California governor Gavin Newsom has commuted the sentence of Richard Flowers who murdered 78 yr old Mary Garcia in 1996.
Richard Flowers had been sentenced to life in prison for the murder of 78-year-old Mary Garcia of Tulare during a burglary and robbery on Nov. 1, 1996.
Sun Gazette reports convicted Tulare County murder Richard Flowers will have an opportunity to plead his case for parole thanks to Governor Gavin Newsom.
Last week Newsom announced 21 commutations. One of those was Flowers, 64, who had been sentenced to life in prison for the murder of 78-year-old Mary Garcia of Tulare during a burglary and robbery on Nov. 1, 1996.
The California Constitution gives the Governor the authority to grant clemency, including in the form of a pardon or commutation. A clemency grant recognizes a person’s subsequent efforts in self-development. It does not forgive or minimize the harm caused by the crime. The commutation grants will allow the inmates to go before the Board of Parole Hearings for a hearing at which the Parole Commissioners determine whether the inmate is suitable for release from prison.

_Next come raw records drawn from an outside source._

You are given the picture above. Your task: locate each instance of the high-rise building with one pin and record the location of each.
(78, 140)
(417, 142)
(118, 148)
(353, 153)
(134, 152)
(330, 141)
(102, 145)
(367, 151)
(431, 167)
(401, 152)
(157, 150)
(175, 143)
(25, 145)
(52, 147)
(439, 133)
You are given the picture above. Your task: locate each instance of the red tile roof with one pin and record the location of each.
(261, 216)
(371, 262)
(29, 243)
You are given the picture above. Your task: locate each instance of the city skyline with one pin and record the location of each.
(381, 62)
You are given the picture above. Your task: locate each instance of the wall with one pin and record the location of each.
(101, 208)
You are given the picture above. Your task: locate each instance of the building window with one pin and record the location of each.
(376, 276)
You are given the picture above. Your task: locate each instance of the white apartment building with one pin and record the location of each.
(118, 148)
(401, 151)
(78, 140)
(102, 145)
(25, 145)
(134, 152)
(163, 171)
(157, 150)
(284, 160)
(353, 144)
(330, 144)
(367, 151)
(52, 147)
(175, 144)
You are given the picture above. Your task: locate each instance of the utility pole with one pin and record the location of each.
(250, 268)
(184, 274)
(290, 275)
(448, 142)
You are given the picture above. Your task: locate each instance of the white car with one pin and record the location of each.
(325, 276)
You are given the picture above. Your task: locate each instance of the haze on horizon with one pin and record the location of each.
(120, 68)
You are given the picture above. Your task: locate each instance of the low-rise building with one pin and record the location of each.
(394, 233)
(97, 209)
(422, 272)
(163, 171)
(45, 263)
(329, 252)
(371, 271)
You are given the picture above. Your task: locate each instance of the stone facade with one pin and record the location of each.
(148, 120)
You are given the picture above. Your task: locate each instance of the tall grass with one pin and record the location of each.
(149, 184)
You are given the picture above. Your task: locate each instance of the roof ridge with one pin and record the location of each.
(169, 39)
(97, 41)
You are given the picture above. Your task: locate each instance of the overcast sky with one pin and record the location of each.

Tulare County District Attorney Tim Ward staunchly opposes Flowers’ commutation. In a press release on Monday, Ward said this is another example of taking decisions away from the community. He pointed to last year’s death penalty moratorium as the first example.
“Like Governor Newsom’s death penalty moratorium, we were informed of Mr. Flowers’ clemency through the news media. This is a deplorable action without any justification,” Ward said. “As I have said before, actions such as this are a travesty to victims, their families, and the men and women of this office who strive for justice every day. Once again, this action shows there is a lack of truth in sentencing in California, as a jury recommended a sentence of life without the possibility of parole. Our legal system has shown more compassion to Mr. Flowers than he ever did for his victim.”
According to the Governor’s commutation, Flowers has been serving his sentence for 25 years, but has high marks for behavior.
“Mr. Flowers participated in self-help programming and maintained consistent employment throughout his incarceration, routinely receiving exceptional work ratings from his supervisors,” the commutation statement from the Governor’s office stated.
It went on to say that correctional officers praised Flowers for his “positive attitude and work ethic noting that he, “has a good working relationship with staff and his peers … and has demonstrated skill and knowledge, genuine interest and effort in his work, teamwork and participation.”
Newsom wrote in his commutation that Flowers has “turned his life around.”
“Mr. Flowers committed a serious crime that took the life of Ms. Garcia…I have carefully considered and weighed the evidence of Mr. Flowers’s positive conduct in prison and his good prospects for successful community reentry,” Newsom wrote. “I believe that Mr. Flowers has earned the opportunity to present his case to the Board of Parole Hearings so it can determine whether he is suitable for parole.”